During the first-90-days window we promise:
  • Acknowledgement within 48 hours, Monday–Friday UTC. “Acknowledgement” means a maintainer has commented on the issue with either a triage label, a reproduction question, or a fix ETA. It does not mean the bug is fixed.
  • One human comment per week on every open issue, even if the comment is “still investigating.” Silence past seven days is a process failure, not a busy week.

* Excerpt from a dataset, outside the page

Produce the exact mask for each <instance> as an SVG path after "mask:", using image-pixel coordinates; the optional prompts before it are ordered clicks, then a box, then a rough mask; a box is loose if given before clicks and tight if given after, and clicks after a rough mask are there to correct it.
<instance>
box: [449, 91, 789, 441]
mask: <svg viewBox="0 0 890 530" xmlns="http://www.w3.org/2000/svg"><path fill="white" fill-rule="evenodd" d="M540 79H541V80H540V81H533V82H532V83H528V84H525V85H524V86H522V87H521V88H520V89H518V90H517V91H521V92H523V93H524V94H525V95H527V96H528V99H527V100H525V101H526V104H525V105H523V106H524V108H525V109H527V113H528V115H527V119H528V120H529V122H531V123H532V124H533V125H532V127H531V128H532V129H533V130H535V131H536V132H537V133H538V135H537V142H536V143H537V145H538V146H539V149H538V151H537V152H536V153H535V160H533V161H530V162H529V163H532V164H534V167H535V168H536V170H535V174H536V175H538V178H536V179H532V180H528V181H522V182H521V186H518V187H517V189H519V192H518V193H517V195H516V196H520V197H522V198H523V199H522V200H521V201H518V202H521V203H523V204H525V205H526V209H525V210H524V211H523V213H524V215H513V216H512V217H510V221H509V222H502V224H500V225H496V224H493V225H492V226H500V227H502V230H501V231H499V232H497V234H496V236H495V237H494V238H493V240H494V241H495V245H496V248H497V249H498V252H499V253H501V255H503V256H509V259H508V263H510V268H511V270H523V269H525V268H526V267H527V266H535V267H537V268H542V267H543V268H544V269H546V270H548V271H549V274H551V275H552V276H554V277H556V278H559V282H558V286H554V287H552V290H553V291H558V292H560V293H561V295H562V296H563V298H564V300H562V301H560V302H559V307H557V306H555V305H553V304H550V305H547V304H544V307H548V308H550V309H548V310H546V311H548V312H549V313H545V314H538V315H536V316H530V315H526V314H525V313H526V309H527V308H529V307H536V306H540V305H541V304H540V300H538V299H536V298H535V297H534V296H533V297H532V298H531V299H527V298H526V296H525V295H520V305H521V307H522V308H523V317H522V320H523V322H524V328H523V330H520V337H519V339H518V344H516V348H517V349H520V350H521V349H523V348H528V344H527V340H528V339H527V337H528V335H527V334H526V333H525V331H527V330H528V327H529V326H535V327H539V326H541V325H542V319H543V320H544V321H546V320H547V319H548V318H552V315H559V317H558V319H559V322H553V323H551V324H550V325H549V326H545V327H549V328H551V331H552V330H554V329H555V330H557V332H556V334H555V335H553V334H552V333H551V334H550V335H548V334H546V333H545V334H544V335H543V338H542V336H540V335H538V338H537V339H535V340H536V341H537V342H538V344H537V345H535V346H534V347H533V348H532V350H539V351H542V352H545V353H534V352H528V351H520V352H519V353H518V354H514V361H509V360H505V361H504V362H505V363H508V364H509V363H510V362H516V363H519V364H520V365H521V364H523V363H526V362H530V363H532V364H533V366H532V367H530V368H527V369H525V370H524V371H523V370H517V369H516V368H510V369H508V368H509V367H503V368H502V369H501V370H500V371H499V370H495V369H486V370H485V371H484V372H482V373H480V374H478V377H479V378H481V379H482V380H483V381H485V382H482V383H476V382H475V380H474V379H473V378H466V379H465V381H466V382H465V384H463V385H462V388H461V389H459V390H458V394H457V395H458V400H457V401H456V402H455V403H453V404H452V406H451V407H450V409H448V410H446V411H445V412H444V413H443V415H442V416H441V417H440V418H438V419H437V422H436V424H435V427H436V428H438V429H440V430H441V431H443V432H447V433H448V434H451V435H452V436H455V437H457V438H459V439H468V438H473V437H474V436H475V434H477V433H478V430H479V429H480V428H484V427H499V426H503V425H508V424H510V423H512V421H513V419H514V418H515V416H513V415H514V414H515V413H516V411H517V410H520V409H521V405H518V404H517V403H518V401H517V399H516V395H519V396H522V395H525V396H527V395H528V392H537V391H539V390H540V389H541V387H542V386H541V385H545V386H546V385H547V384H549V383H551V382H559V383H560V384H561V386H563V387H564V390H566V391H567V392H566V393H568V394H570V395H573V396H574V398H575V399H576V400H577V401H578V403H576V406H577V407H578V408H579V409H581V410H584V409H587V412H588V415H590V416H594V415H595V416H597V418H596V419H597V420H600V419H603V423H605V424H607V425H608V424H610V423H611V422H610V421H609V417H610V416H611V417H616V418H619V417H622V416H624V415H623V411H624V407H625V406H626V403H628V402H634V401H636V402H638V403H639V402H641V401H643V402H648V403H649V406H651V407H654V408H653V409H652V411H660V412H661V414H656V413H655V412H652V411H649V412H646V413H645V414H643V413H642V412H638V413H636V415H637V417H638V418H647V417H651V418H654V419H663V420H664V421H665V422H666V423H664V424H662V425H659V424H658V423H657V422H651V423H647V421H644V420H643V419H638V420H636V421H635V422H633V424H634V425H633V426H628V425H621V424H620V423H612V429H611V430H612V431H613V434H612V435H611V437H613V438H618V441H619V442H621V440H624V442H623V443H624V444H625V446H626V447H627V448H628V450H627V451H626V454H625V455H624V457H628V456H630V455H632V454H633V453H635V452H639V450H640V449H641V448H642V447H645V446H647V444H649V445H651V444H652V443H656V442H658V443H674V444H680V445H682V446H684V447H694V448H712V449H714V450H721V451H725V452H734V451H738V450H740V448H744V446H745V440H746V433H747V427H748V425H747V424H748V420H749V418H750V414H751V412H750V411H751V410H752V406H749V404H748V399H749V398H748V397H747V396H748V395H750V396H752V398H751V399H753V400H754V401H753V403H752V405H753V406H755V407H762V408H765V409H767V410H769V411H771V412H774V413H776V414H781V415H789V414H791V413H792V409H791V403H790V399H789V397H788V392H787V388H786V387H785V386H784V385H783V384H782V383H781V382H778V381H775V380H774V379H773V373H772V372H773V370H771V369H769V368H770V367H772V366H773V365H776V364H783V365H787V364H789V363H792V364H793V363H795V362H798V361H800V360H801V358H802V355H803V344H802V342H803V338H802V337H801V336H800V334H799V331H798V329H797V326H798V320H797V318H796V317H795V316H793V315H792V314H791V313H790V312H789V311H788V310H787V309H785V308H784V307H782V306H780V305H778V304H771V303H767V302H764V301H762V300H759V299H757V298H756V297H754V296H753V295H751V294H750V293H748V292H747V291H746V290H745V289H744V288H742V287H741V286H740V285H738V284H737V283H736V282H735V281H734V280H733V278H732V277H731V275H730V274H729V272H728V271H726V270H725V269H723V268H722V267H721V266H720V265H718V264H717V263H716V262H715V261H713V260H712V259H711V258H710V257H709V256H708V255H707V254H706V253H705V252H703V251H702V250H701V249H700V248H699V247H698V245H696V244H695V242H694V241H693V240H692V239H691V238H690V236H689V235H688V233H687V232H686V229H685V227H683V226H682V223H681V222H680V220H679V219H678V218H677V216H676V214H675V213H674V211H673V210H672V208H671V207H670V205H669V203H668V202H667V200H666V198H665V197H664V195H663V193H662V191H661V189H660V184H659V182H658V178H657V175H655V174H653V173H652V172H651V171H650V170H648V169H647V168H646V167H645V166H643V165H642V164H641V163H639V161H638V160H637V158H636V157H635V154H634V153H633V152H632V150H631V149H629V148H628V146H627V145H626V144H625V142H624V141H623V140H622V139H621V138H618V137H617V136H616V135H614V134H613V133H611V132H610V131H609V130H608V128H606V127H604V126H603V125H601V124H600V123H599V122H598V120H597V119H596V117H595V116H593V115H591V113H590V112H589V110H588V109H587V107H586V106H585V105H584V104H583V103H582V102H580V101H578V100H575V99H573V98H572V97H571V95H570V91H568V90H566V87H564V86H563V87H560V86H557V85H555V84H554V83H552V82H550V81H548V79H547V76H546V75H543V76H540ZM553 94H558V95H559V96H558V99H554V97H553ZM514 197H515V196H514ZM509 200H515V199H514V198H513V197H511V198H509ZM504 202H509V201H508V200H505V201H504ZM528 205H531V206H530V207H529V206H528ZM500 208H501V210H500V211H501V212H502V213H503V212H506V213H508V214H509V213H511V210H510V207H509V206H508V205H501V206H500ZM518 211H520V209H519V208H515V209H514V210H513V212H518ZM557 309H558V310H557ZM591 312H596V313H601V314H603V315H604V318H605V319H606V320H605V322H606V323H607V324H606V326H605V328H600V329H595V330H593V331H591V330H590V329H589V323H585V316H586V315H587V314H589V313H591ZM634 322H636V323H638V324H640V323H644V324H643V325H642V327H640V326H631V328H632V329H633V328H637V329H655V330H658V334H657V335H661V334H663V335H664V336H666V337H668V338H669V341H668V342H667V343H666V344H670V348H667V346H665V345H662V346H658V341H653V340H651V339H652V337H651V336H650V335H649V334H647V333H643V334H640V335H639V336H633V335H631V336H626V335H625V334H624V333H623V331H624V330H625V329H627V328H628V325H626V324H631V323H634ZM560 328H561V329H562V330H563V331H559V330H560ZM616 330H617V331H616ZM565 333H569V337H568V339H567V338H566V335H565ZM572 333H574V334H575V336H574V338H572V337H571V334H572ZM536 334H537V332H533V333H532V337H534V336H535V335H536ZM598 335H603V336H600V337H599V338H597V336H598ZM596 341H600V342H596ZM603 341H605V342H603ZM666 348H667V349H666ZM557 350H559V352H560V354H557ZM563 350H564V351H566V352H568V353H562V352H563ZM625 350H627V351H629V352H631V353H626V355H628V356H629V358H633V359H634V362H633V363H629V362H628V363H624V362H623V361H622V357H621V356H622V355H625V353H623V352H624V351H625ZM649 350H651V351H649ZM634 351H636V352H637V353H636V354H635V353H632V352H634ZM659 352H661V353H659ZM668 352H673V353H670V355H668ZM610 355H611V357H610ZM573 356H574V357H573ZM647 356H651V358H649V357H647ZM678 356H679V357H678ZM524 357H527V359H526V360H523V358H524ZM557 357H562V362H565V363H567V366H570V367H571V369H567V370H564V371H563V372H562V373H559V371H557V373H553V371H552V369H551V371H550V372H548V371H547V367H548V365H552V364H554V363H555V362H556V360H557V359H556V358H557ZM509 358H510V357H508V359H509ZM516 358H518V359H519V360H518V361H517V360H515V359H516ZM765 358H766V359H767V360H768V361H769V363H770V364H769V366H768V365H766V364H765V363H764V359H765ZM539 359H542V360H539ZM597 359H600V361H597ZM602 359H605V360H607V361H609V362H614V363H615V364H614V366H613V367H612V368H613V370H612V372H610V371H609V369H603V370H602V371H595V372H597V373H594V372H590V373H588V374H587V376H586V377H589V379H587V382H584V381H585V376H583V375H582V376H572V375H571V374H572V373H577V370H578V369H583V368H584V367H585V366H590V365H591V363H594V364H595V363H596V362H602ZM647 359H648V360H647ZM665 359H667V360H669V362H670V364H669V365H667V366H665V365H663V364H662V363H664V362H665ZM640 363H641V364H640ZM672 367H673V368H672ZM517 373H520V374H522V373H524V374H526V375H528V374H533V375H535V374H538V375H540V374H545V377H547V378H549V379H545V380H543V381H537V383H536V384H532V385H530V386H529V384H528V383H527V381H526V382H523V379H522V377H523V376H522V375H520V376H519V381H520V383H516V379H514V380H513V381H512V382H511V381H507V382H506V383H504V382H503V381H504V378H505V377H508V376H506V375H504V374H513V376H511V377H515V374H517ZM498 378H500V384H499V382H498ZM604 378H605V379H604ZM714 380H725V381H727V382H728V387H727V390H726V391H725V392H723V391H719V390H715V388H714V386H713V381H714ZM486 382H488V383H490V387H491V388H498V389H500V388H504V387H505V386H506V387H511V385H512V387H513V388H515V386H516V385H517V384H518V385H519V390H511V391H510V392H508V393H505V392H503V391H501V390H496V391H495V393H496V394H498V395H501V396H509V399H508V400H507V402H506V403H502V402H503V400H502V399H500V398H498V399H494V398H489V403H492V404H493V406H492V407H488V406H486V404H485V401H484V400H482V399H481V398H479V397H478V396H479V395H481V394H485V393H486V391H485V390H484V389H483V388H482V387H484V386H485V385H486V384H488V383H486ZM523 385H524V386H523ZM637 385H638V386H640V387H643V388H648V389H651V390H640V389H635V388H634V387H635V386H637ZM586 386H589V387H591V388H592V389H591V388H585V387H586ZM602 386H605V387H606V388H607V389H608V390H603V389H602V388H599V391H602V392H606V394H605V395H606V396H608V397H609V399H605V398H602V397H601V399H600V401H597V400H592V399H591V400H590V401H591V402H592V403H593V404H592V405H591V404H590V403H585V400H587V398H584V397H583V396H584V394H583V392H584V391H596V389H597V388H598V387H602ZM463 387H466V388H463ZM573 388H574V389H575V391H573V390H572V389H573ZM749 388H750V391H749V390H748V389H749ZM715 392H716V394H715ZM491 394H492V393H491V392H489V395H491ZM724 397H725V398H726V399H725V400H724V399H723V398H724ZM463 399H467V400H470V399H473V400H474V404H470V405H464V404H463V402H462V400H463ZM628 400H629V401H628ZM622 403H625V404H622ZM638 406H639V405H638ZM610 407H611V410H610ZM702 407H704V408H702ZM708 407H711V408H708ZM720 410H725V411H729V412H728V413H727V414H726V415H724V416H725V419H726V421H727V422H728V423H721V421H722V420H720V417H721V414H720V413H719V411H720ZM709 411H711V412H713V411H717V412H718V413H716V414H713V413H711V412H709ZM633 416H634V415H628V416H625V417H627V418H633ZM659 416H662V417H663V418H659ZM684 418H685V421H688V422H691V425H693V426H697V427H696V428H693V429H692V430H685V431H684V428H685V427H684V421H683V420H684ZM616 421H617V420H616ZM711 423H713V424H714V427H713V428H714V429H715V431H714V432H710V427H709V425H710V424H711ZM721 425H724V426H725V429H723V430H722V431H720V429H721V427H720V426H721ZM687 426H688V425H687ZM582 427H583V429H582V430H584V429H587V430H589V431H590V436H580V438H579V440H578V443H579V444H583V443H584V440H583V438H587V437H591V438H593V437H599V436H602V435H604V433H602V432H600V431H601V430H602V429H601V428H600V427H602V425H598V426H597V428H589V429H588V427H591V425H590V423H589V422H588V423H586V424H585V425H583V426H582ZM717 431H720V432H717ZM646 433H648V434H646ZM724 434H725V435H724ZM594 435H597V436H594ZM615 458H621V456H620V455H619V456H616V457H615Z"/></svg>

  • Critical and security issues are acknowledged within 24 hours, any day. Use the private vulnerability-report channel in SECURITY.md for anything you would not want public.
The .github/workflows/stale-issue-responder.yml workflow enforces the back half of this promise mechanically:
  • After 21 days with no maintainer comment, the bot posts an acknowledgement and applies the stale label.
  • After a further 21 days with no further activity, the bot closes the issue with a pointer back to Discussions.
  • Issues labelled pinned, critical, security, or tracked are exempt from both steps.
The bot is the floor, not the ceiling. The expectation on maintainers is the 48-hour acknowledgement — the bot exists so a dropped ball is visible, not so triage can wait three weeks.

Where this is reported

If the README badge ever says “Active” and the PyPI release history disagrees by more than 30 days, that is a bug. File it in Discussions and the release manager will respond within the SLA above.